Friday 12 April 2013

Moving towards connectivity

     Pretty much every application deals with data in some manner, whether the data comes from memory, databases, XML files, or something else. The location where we store the data can be called as Data Source or Data Store where a Data Source can be a file, database or indexing servers etc. Programming languages cannot communicate with Data Sources directly because each Data Source adopts a different protocol (set of rules) for communication, so to overcome the problem long back Microsoft has introduced intermediate technologies like JET, Odbc and Oledb which works like a bridge between the applications and Data Sources to communicate with each other.
     The Microsoft jet database engine is a database engine on which several microsoft products have been built. A database engine is the underlying component of a database, a collection of information stored on a computer in a systematic way. The first version of jet was developed in 1992, consisting of three modules which could be used to manipulate a database. Jet stands for Joint Engine Technology, sometimes been referred to as Microsoft jet engine or simply jet. Microsoft Access and Excel use JET as their underlying database engine.
    ODBC(Open Database Connectivity) is a standard C programming language middleware API for accessing database management systems (DBMS). ODBC accomplishes DBMS independence by using an OBBC driver as a translation layer between the application and the DBMS. An application uses ODBC functions through an ODBC driver manager with which it is linked, and the driver passes the query to the DBMS.
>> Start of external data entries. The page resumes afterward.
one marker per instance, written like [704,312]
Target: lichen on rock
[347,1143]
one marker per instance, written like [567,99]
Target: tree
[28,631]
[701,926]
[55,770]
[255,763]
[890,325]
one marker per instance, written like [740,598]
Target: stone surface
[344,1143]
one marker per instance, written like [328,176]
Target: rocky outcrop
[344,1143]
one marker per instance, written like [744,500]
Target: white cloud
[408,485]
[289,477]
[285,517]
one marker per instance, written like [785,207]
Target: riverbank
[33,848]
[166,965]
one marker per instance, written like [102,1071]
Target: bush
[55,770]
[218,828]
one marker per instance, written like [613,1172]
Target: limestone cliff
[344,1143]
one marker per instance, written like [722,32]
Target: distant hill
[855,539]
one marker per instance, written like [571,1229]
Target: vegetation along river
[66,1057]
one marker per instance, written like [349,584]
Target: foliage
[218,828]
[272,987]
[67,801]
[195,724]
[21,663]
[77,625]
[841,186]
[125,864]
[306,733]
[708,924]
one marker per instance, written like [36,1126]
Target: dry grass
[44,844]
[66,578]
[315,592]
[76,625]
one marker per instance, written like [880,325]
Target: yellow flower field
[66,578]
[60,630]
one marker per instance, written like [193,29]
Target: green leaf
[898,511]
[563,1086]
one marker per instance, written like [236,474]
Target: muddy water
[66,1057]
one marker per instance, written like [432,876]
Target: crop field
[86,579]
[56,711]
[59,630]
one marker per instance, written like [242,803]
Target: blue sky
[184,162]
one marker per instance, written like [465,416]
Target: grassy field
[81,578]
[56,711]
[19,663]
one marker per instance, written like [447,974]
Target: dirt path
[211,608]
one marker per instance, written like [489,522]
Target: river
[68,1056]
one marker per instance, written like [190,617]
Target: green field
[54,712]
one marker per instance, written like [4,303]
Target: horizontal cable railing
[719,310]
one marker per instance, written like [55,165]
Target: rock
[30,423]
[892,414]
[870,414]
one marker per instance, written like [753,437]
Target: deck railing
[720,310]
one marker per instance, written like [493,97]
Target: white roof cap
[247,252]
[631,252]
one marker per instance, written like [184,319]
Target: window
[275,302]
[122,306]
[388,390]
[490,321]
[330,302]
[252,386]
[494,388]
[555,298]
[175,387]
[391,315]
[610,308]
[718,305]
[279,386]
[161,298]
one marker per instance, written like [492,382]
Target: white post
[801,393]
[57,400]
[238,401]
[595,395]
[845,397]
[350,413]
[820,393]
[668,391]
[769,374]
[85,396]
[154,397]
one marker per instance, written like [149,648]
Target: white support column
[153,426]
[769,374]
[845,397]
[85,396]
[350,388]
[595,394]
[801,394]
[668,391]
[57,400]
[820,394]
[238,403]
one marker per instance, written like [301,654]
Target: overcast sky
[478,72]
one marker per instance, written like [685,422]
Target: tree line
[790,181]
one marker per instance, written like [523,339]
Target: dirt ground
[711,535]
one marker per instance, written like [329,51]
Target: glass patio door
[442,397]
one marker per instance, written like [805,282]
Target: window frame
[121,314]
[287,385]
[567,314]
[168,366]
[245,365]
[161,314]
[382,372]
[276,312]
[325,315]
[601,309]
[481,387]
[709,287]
   OLE DB (Object Linking and embedded database), an API designed by Microsoft, allows accessing data from a variety of sources in a uniform manner. The API provides a set of interfaces implemented using the Compnent Object Model (COM). Microsoft originally intended OLE DB as a higher level replacement for, and successor to ODBC, extending its feature set to support a wider variety of non-relational databases such as object databases and spreadsheets that do not necessarily implement SQL.